On cars, old, new and future; science & technology; vintage airplanes, computer flight simulation of them; Sherlockiana; our English language; travel; and other stuff
WHEN SAN FRANCISCO comes to mind, I think of its cable cars, Morgan sports cars and Bill Fink’s Isis Imports Ltd., North Beach’s Caffe Sport—and, in utter contrast, the low-life/high-tech world of William Gibson.
When the U.S. government got serious about regulating the automobile in the late 1960s, Bill Fink all but single-handedly saved England’s Morgan sports car from disaster. His propane conversions were smog-regs legal. Later when loopholes closed up, Bill did a lot of the development work in fitting airbags into Morgan’s state-of-the-1936-art chassis.
Today, Bill’s Pier 33 headquarters are hallowed ground for Morganists, not forgetting its resident felines (www.morgancars-usa.com).
The cable car is another iconic form of San Francisco transportation. Like the Morgan sports car, it has earned mention at this website, http://wp.me/p2ETap-1Xk. Also, a cable car on the Powell/Mason Line was given a full-test analysis in R&T, April 1962.
The next time you’re in San Francisco, take a Powell/Mason cable car outbound, i.e., north out of downtown, get off at Mason and Green, and walk two blocks east. You’ll come upon Caffe Sport, 574 Green St., just past Columbus St.

Caffe Sport restaurant (www.caffesportsf.com). Image by SinglePlatform.
Antonio La Tona has decorated every inch of this cozy restaurant with folk art. He and his staff know their way around Sicilian cuisine too. This contrasts with traditional Italian fare in that it reflects Sicily’s eclectic heritage of Arabic, Norman and other invaders. (In the 1100s, the Norman Kingdom of Sicily outranked the Kingdom of England in wealth.)

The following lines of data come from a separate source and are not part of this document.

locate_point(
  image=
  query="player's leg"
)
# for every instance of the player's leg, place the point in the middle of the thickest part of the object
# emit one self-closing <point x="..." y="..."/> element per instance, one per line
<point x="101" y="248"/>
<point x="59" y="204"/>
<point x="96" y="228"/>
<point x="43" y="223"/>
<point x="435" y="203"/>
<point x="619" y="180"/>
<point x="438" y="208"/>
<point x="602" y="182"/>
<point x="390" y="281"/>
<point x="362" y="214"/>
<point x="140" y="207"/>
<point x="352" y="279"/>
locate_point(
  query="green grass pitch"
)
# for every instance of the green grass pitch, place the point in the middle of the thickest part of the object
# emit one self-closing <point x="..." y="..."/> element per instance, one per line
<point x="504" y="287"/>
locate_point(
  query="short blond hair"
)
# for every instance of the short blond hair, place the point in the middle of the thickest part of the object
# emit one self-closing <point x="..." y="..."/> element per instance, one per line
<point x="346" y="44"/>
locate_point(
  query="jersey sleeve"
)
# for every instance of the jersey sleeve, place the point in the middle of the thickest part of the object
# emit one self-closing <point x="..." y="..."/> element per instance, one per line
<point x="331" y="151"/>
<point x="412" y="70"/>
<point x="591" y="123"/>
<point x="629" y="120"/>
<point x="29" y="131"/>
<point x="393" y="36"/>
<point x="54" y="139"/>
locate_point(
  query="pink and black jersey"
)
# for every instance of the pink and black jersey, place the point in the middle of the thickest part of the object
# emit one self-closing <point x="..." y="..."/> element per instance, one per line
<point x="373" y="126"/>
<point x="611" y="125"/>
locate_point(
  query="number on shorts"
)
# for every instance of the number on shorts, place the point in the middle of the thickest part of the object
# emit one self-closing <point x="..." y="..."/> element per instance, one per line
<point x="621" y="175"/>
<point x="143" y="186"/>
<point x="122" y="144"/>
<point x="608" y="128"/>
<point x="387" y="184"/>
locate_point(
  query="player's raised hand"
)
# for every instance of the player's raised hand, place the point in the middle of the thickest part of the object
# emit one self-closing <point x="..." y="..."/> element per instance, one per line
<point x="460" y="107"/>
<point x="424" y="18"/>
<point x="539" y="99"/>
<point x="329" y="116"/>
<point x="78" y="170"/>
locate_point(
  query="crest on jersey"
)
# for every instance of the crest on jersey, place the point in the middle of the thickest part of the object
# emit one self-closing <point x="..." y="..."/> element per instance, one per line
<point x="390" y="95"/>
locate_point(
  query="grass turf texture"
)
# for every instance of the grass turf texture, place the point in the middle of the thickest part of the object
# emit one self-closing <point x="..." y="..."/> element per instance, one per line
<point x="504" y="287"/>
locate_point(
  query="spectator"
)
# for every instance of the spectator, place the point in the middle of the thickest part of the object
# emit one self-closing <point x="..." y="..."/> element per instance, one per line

William Ford Gibson, born 1948 in South Carolina, American-Canadian author of speculative fiction who coined the term “cyberspace” in 1982. Image from www.mardetinta.com.
William Gibson comes to mind because of his vivid images in the Bridge trilogy, Virtual Light 1993, Idoru
1996 and All Tomorrow’s Parties
1999. These novels are sci-fi noir, parables of what could occur in a post-earthquake California with conflicts of technology, traumatic change and cyborgs.
The Bridge in his trilogy is the San Francisco-Oakland Bay Bridge, degenerated into shanty-town digs after the quake. The Bridge is also seen as symbolic of nano- and other technologies linking today’s world with tomorrow’s.

Visionary San Francisco edited by Paolo Polllodri, San Francisco Museum of Modern Art and Prestel-Verlag, 1990.
Gibson also has one of the eight essays in Visionary San Francisco, the catalog of an exhibition of the same name curated by the San Francisco Museum of Modern Art in 1990. His essay is titled “Skinner’s Room,” a first glimpse in short story form of a character to recur in the Bridge trilogy.

Above, Gateway City, a gated community on the site of Golden Gate Park. Below, the Bridge, a shanty-town on remnants of the San Francisco-Oakland Bay Bridge. Images by Ming Fung and Craig Hodgetts in Visionary San Francisco.
Artists Ming Fung and Craig Hodgetts contributed art for “Skinner’s Room.” At one extreme, their ink and xerography images show high-tech, self-sufficient towers, residences of the evolving rich. At the other, there’s life on the Bridge. ds
© Dennis Simanaitis, SimanaitisSays.com, 2014
There are a bunch of interesting/cute/whatever web sites about San Francisco and its history. A couple that I liked enough to bookmark are Burrito Justice (http://burritojustice.com) – check out their series on SF after a 200′ sea level rise – and FoundSF (http://www.foundsf.org/) – bunch of historical things including some of those before/after photos.
Thanks for reminding us of the funny April tests in R&T of yore. I will go look them up now and remember the good times I had when I read them.